栂尾煮(とがのおに)の作り方・健康的に食べるアレンジのコツ

ほくほくの甘さを思い切り味わいたいなら、栂尾煮(とがのおに)を試してみませんか?
実はこの料理、京都・栂尾(とがのお)にある高山寺の精進料理をルーツとする、さつまいもの甘煮です。さつまいもが持つ自然な甘さを最大限に引き出し、さらに鮮やかな色合いを楽しめるのが大きな魅力。子どもの頃、祖母が作ってくれたほくほくのさつまいもが忘れられない、そんな思い出をお持ちの方も多いのではないでしょうか。

栂尾煮とは?

栂尾煮は、さつまいもを砂糖や塩とともに煮込んで作る、日本の伝統的な甘煮料理です。名前の由来は「栂尾高山寺」で精進料理として振る舞われたことにあるといわれています。ほくほくとした口当たりと、やさしい甘みが特徴で、一度食べると心までほっこりするような味わいが広がります。

基本の作り方

「甘煮ってシンプルそうだけど、実際どう作るの?」と疑問に思う方もいるかもしれません。栂尾煮の調理工程は意外と手軽です。

下準備

さつまいもは皮を厚めにむき、4~5cmの長さに切ります。
水にさらしてアクを抜き、風味を損なわないようにしておきましょう。

煮る

鍋にさつまいもを入れ、かぶるくらいの水を注ぎ、くちなしの実を加えて火にかけます。
沸騰したら中火にし、さつまいもが柔らかくなるまでコトコトと煮てください。
くちなしの実を使うと、色が鮮やかになり見た目が美しく仕上がります。

味付け

煮汁が半分ほどになったら、砂糖と塩を加え、軽く混ぜます。
煮崩れを防ぐため、さつまいもが形を保った状態で混ぜるのがポイントです。
さらに煮詰めて、全体に味がなじんだら火を止めましょう。

仕上げ

器に盛り付けて完成です。
冷やしてデザート感覚で食べるのも意外とイケますよ。
栄養面の魅力

さつまいもには食物繊維やビタミンC、カリウムなどがたっぷり。栂尾煮にすれば、おやつとしても副菜としても幅広く活躍します。さらに、砂糖や塩の量を調節することで、甘さ控えめや塩分少なめの健康的なアレンジも可能。例えば砂糖をはちみつやメープルシロップに置き換えれば、また違った風味が楽しめます。

アレンジのコツ

「もう少し彩りを加えたいな…」「栄養バランスを整えたい!」という方は、こんなアレンジはいかがでしょうか?

野菜をプラス
人参やグリンピースを一緒に煮込むと、彩りが美しくなるうえに栄養価もアップ。お弁当に入れると華やかさが増して、食欲がそそられます。

スパイスでアクセント
シナモンやナツメグなどのスパイスを少量加えると、ほんのり大人っぽい風味に変化します。
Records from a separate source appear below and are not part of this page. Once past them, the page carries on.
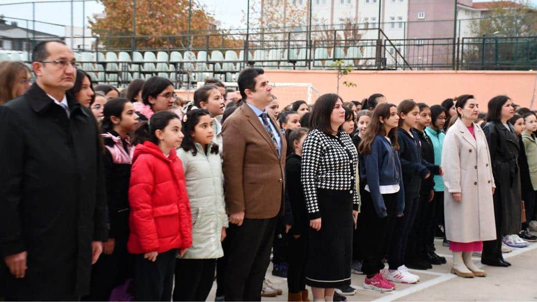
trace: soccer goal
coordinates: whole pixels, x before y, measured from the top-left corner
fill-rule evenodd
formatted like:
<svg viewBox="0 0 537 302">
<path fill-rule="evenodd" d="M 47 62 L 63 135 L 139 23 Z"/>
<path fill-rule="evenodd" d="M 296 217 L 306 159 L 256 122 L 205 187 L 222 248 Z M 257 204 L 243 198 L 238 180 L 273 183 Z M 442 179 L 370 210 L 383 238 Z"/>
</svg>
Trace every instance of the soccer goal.
<svg viewBox="0 0 537 302">
<path fill-rule="evenodd" d="M 198 82 L 198 88 L 202 86 L 205 82 Z M 224 82 L 226 87 L 238 89 L 236 82 Z M 271 83 L 272 94 L 282 103 L 289 104 L 303 100 L 308 104 L 313 104 L 319 97 L 319 92 L 311 83 Z"/>
</svg>

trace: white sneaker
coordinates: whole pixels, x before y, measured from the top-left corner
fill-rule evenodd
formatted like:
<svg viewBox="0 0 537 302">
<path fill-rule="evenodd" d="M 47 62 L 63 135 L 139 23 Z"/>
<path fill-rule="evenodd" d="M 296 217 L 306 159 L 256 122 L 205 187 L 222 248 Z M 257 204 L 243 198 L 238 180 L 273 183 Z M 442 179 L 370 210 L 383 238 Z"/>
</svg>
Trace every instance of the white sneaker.
<svg viewBox="0 0 537 302">
<path fill-rule="evenodd" d="M 514 241 L 517 243 L 520 244 L 525 244 L 527 246 L 529 245 L 529 243 L 526 241 L 525 240 L 521 238 L 518 234 L 513 234 L 511 235 L 513 236 L 513 238 L 514 239 Z"/>
<path fill-rule="evenodd" d="M 384 270 L 384 276 L 390 281 L 407 284 L 415 283 L 418 282 L 416 276 L 409 273 L 407 267 L 404 266 L 399 267 L 396 270 L 393 271 L 387 268 Z"/>
<path fill-rule="evenodd" d="M 533 232 L 537 232 L 537 221 L 532 220 L 529 222 L 529 230 Z"/>
<path fill-rule="evenodd" d="M 513 251 L 513 249 L 509 246 L 505 245 L 505 244 L 503 242 L 502 243 L 502 253 L 511 253 Z M 474 252 L 474 253 L 475 253 Z M 480 253 L 480 256 L 481 256 L 481 253 Z"/>
</svg>

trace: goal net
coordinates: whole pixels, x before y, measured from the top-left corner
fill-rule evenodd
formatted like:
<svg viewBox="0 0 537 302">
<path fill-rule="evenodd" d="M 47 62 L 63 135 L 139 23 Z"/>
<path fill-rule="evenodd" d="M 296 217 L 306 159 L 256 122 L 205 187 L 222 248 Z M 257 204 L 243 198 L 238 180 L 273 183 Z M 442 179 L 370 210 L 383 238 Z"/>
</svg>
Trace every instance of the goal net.
<svg viewBox="0 0 537 302">
<path fill-rule="evenodd" d="M 204 85 L 204 82 L 198 82 L 198 88 Z M 236 82 L 224 82 L 226 88 L 238 89 Z M 319 97 L 319 92 L 311 83 L 271 83 L 272 94 L 278 98 L 280 108 L 286 106 L 295 101 L 302 100 L 308 104 L 313 104 Z"/>
</svg>

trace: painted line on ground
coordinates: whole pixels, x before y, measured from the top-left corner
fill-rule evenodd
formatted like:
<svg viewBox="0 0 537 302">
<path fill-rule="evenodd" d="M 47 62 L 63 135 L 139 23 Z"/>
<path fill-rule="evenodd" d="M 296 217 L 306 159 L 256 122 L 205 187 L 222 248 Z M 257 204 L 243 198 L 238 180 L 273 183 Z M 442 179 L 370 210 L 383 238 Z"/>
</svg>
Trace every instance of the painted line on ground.
<svg viewBox="0 0 537 302">
<path fill-rule="evenodd" d="M 440 239 L 441 240 L 441 239 Z M 513 248 L 513 251 L 511 253 L 505 253 L 504 254 L 504 258 L 511 258 L 518 256 L 521 254 L 526 253 L 526 252 L 529 252 L 530 251 L 533 251 L 534 250 L 537 249 L 537 243 L 530 243 L 529 246 L 527 247 L 523 248 Z M 444 256 L 449 256 L 449 255 L 444 255 Z M 451 256 L 453 257 L 453 256 Z M 476 263 L 476 266 L 479 268 L 485 266 L 481 263 L 481 259 L 477 259 L 478 260 L 477 263 Z M 419 282 L 401 291 L 395 290 L 392 292 L 388 292 L 386 293 L 387 295 L 384 297 L 381 297 L 378 299 L 373 300 L 373 301 L 394 301 L 403 298 L 409 295 L 412 295 L 414 293 L 420 291 L 422 291 L 427 289 L 431 286 L 434 286 L 437 284 L 439 284 L 442 282 L 445 282 L 448 280 L 451 280 L 453 278 L 456 278 L 457 275 L 451 273 L 446 274 L 441 273 L 436 273 L 434 271 L 426 271 L 423 270 L 415 270 L 416 271 L 419 271 L 420 273 L 423 273 L 425 274 L 430 274 L 432 275 L 437 275 L 439 277 L 434 278 L 434 279 L 431 279 L 424 282 Z"/>
</svg>

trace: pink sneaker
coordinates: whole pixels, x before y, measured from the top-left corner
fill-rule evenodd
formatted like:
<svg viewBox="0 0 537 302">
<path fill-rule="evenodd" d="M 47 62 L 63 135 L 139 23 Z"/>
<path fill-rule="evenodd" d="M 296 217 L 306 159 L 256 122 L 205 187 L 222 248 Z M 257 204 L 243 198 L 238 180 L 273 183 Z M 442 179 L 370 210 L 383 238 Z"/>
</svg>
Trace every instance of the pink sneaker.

抗酸化作用があるスパイスを使えば、健康面でのメリットも期待できますね。

旨味を活用
塩味を控える代わりに、昆布やかつお節などのだし素材を利用することで、塩分を減らしつつコクを加えることができます。和食ならではの“出汁の力”を活かすと、さつまいもの甘みがさらに引き立ちます。

食べ方のヒント

栂尾煮は箸休めや副菜としてだけでなく、お茶請けや朝食のお供にもおすすめ。例えば、朝にトーストと一緒に食べて甘じょっぱい組み合わせを楽しんだり、運動後のエネルギー補給にも役立ちます。ダイエット中の方であれば、白米の代わりに少量の栂尾煮を組み合わせれば、さつまいもの食物繊維で満足感が得られるでしょう。